Indirectly, yes. AI search engines (Perplexity, ChatGPT search, Claude search) read the same JSON-LD and OpenGraph tags the readiness scanner audits. A high readiness score correlates with citation rates in AI answers because the underlying signals are the same.
Can I run the scanner programmatically?
Yes. Three ways: REST (POST /api/v1/agent-readiness with a Bearer key), MCP (scan_agent_readiness tool over our public MCP server), and x402 (no API key, pay USDC per call on Base). All return the same JSON shape. See the docs for examples.
Does the scanner check x402 micropayment readiness?
Yes, x402 is the Commerce category. The scanner probes for a 402 response on a sample endpoint, validates the response body matches the x402 spec, and checks that the price is in machine-readable USDC. Sites that don't expose paid endpoints aren't penalised.
Where can I see how my competitors score?
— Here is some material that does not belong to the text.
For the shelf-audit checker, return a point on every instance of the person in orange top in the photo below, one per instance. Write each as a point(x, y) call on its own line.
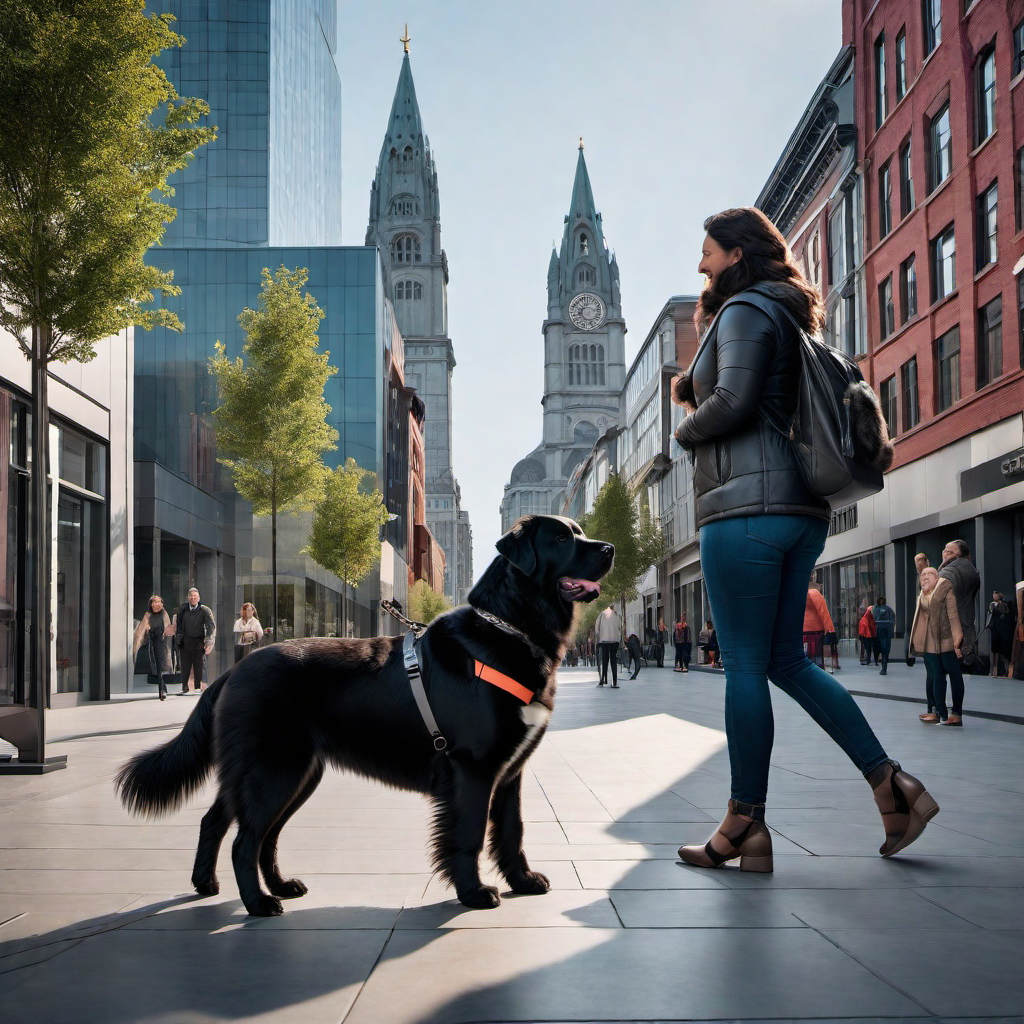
point(817, 623)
The public leaderboard ranks the top sites and APIs by readiness score. You can filter by sector, country, or surface type (site, API, MCP). Each entry links to the full scan report.
Is this related to llms.txt or AP2?
Both, plus more. llms.txt is one Discoverability check. AP2 (Agentic Payments Protocol) manifest discovery is one Commerce check. The scanner aggregates the existing emerging standards (llms.txt, MCP, AP2, x402) into a single score so you don't have to track each spec separately.